Posted on 11/03/2015 10:08:42 AM PST by Another Post-American
Thanks again for your response. I am certainly going to check out Purse. I still feel like I don’t really know whether to approach Bitcoin as an investment, or as a currency, but you convinced me to do some dabbling.
Still, it will be strange to invest in something which seems to have a built-in inverse relationship between price and value (price, relative to dollars, and value, in terms of its value as a currency). It would certainly seem to violate a basic rule of investing!
Nice writeup. Add me to your list too, if you don’t mind.
Thanks!
Added! Have a great day!
Proof of work (= energy expenditure) is the price to pay to generate a trustless system. Therefore, IMO, the energy expended by PoW is an interesting offset to human malfeasance, conniving and greed.
Now, there might be other, more efficient ways to offset human pathology, but bitcoin's implementation is successful enough, at this time.

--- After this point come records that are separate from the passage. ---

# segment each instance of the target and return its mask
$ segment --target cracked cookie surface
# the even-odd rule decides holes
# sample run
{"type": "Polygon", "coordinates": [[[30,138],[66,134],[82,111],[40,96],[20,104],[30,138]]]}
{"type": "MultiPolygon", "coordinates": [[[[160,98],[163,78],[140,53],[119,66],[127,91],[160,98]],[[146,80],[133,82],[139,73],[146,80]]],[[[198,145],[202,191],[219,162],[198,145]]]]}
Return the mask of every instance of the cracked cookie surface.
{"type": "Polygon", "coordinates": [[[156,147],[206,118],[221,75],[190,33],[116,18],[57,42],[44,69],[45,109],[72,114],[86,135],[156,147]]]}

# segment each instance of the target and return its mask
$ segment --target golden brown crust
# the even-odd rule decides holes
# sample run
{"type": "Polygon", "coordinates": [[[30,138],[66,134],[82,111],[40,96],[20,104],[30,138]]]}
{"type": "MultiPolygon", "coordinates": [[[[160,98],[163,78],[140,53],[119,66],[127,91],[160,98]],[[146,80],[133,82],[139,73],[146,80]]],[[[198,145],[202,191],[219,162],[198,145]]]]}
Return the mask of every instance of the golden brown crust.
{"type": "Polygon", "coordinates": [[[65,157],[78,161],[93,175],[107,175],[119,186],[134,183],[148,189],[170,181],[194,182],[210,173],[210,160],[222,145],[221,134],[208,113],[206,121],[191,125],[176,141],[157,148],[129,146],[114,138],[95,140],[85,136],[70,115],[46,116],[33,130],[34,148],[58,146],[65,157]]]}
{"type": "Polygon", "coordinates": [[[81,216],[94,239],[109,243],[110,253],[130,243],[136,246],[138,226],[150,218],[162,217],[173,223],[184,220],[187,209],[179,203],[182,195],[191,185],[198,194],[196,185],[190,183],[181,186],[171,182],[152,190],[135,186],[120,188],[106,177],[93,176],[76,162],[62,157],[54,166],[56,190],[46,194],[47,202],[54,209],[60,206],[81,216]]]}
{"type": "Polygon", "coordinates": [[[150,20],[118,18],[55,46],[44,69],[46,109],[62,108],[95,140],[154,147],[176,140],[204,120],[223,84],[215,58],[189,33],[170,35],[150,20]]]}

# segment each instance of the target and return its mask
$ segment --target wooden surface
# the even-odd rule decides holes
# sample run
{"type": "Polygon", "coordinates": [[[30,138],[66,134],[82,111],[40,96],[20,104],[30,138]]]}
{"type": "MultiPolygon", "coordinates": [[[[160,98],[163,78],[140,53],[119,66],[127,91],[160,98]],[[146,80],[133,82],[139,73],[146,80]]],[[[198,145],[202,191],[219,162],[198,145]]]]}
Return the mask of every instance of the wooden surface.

I wonder how then the BTC differs from gold as currency. The same proof of work was present then, as gold is hard to mine (at least in Europe, before they came to Americas.)

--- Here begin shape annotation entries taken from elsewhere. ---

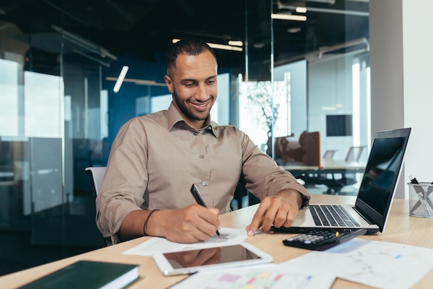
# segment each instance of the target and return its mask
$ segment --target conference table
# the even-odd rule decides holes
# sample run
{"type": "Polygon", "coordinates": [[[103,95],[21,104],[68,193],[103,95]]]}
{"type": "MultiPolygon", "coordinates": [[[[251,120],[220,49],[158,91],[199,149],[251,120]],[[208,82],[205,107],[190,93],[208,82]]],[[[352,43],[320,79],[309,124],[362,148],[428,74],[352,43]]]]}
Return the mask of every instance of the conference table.
{"type": "MultiPolygon", "coordinates": [[[[312,204],[353,203],[355,197],[333,195],[311,195],[312,204]]],[[[366,240],[398,243],[427,248],[433,248],[433,218],[423,218],[409,216],[407,200],[396,199],[393,202],[387,227],[384,233],[362,236],[366,240]]],[[[258,204],[252,205],[220,216],[223,227],[244,228],[249,224],[258,204]]],[[[290,234],[282,233],[260,234],[249,237],[250,243],[271,254],[274,263],[287,260],[307,254],[311,251],[284,246],[282,240],[290,234]]],[[[15,288],[43,277],[79,260],[103,261],[107,262],[131,263],[140,265],[140,279],[128,288],[167,288],[181,281],[186,276],[164,277],[159,271],[153,259],[149,256],[127,255],[122,253],[151,237],[141,237],[113,246],[101,248],[72,257],[51,262],[0,277],[0,287],[15,288]]],[[[306,268],[308,271],[308,268],[306,268]]],[[[430,288],[433,284],[433,270],[425,275],[414,289],[430,288]]],[[[371,287],[343,279],[336,279],[333,289],[370,288],[371,287]]]]}

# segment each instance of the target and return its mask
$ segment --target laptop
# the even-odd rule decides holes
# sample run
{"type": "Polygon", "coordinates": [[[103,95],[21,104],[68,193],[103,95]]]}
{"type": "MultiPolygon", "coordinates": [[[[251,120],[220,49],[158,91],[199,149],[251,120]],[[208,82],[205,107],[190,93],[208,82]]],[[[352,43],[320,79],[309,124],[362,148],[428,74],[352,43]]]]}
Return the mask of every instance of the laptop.
{"type": "Polygon", "coordinates": [[[355,204],[312,204],[301,209],[290,227],[275,231],[302,233],[313,229],[365,229],[383,232],[400,177],[411,128],[377,132],[355,204]],[[331,215],[340,213],[338,218],[331,215]]]}

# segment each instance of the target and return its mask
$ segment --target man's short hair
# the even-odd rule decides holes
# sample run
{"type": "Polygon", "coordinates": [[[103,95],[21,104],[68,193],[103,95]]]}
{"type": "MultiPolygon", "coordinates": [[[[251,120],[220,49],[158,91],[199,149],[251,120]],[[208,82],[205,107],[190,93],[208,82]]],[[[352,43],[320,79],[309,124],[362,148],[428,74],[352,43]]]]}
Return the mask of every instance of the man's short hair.
{"type": "Polygon", "coordinates": [[[186,38],[174,43],[167,51],[165,57],[167,74],[172,67],[176,67],[176,60],[180,54],[198,55],[206,50],[214,55],[215,61],[217,61],[215,51],[203,40],[196,38],[186,38]]]}

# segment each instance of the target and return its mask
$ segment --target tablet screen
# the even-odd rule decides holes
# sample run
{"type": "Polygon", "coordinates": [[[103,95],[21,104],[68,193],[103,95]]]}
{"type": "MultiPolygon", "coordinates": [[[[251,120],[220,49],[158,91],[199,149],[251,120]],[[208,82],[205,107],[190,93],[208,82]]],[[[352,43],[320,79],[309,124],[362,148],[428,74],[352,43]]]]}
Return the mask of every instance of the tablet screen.
{"type": "Polygon", "coordinates": [[[261,259],[240,245],[165,253],[163,255],[174,269],[261,259]]]}

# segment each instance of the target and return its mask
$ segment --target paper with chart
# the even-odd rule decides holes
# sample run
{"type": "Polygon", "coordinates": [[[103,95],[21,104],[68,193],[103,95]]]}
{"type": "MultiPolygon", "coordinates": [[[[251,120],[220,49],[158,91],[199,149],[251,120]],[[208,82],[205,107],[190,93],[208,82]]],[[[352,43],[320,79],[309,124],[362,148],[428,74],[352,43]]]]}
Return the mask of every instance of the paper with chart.
{"type": "Polygon", "coordinates": [[[219,236],[216,234],[204,242],[184,244],[171,242],[165,238],[154,237],[125,251],[129,255],[152,256],[156,252],[170,253],[174,252],[223,247],[240,244],[247,238],[245,229],[221,228],[219,236]]]}
{"type": "Polygon", "coordinates": [[[288,271],[277,264],[203,271],[190,276],[170,289],[329,289],[334,277],[316,273],[288,271]]]}
{"type": "Polygon", "coordinates": [[[408,289],[433,268],[433,249],[356,238],[324,252],[282,263],[289,272],[308,268],[383,289],[408,289]]]}

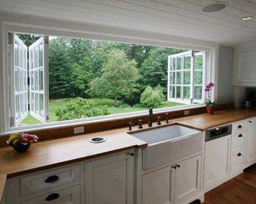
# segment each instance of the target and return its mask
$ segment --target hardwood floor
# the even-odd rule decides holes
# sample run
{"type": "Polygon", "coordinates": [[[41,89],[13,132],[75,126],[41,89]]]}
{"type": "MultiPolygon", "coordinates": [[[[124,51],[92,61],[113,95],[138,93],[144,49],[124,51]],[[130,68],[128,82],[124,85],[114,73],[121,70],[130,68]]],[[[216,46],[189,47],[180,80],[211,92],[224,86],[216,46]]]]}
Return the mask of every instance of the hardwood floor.
{"type": "Polygon", "coordinates": [[[204,204],[224,203],[256,203],[256,165],[205,194],[204,204]]]}

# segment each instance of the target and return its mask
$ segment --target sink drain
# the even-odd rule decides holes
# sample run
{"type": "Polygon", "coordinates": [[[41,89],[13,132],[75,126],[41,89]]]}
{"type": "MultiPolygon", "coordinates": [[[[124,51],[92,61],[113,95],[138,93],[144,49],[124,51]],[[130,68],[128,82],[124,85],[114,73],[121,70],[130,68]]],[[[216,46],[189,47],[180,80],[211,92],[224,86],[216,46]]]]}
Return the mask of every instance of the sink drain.
{"type": "Polygon", "coordinates": [[[91,143],[101,143],[105,141],[105,138],[103,137],[95,137],[89,140],[91,143]]]}

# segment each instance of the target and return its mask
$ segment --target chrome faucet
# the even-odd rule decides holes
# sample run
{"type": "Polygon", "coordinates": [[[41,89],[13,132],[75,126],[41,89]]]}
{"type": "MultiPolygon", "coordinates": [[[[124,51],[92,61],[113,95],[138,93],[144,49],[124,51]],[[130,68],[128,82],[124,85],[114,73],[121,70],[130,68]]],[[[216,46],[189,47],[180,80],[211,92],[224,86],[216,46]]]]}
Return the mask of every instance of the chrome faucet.
{"type": "Polygon", "coordinates": [[[148,127],[152,127],[152,115],[153,115],[153,107],[148,108],[148,127]]]}

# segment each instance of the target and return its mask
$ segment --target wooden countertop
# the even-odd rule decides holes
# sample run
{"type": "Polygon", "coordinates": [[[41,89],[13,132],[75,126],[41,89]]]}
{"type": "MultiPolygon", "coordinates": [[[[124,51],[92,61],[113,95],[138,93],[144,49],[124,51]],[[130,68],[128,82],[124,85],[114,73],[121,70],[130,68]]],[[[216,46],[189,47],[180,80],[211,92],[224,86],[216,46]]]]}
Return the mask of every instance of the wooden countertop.
{"type": "MultiPolygon", "coordinates": [[[[204,131],[218,126],[256,116],[254,109],[229,109],[215,112],[213,115],[199,114],[173,120],[168,124],[179,124],[204,131]]],[[[144,124],[145,127],[145,124],[144,124]]],[[[152,128],[152,127],[151,127],[152,128]]],[[[143,130],[148,128],[144,127],[143,130]]],[[[134,131],[139,130],[136,127],[134,131]]],[[[141,131],[141,130],[139,130],[141,131]]],[[[96,133],[74,136],[68,138],[40,141],[32,145],[26,153],[15,152],[13,148],[0,148],[0,195],[7,177],[43,170],[70,163],[97,158],[136,147],[145,147],[146,142],[127,133],[128,128],[119,128],[96,133]],[[89,142],[91,137],[103,136],[103,143],[89,142]]]]}
{"type": "Polygon", "coordinates": [[[204,131],[218,126],[256,116],[256,109],[232,108],[217,111],[214,114],[200,114],[175,120],[176,122],[204,131]]]}

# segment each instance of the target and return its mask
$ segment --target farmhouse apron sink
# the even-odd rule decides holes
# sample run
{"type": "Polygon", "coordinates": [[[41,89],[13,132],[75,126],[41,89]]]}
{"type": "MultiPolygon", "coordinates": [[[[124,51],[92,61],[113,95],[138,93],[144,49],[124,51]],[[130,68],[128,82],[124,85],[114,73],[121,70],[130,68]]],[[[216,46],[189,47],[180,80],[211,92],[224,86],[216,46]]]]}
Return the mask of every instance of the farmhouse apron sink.
{"type": "Polygon", "coordinates": [[[143,170],[153,169],[202,151],[202,132],[171,125],[131,133],[148,146],[142,150],[143,170]]]}

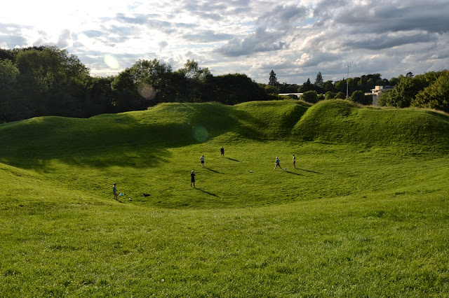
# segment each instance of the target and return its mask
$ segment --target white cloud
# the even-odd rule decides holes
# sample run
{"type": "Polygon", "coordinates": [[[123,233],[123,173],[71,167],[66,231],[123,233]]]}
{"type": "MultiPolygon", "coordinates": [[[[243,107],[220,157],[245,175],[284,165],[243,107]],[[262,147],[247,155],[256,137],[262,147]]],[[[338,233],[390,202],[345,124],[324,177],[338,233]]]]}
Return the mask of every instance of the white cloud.
{"type": "Polygon", "coordinates": [[[173,69],[187,59],[214,75],[241,72],[267,83],[379,73],[390,78],[449,67],[447,0],[56,0],[7,2],[0,46],[57,45],[95,75],[138,59],[173,69]],[[105,57],[115,57],[111,69],[105,57]],[[114,64],[115,65],[115,64],[114,64]]]}

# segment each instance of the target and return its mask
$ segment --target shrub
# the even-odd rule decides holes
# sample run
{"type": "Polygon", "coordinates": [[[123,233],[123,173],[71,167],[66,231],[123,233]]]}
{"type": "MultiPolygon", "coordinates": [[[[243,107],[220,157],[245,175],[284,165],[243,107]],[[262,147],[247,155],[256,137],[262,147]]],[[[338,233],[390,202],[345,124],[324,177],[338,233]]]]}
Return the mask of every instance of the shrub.
{"type": "Polygon", "coordinates": [[[343,92],[340,92],[335,94],[335,97],[334,98],[337,99],[344,99],[346,98],[346,95],[344,95],[343,92]]]}
{"type": "Polygon", "coordinates": [[[306,91],[305,92],[302,93],[300,99],[306,102],[315,104],[318,101],[318,94],[315,90],[306,91]]]}
{"type": "Polygon", "coordinates": [[[324,99],[333,99],[335,98],[335,95],[337,95],[337,93],[333,92],[331,91],[328,91],[324,94],[324,99]]]}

In this aspect gold is better because it is useful (for jewelry, electronics, science) and it does not depend on social acceptance to have value. BTC has no inherent value, and thus all the work that went into minting the BTC hinges on acceptance. As you can see, BTC combines the worst characteristics of currencies - it is hard to mine, like precious metals, but it has no inherent value, like paper money.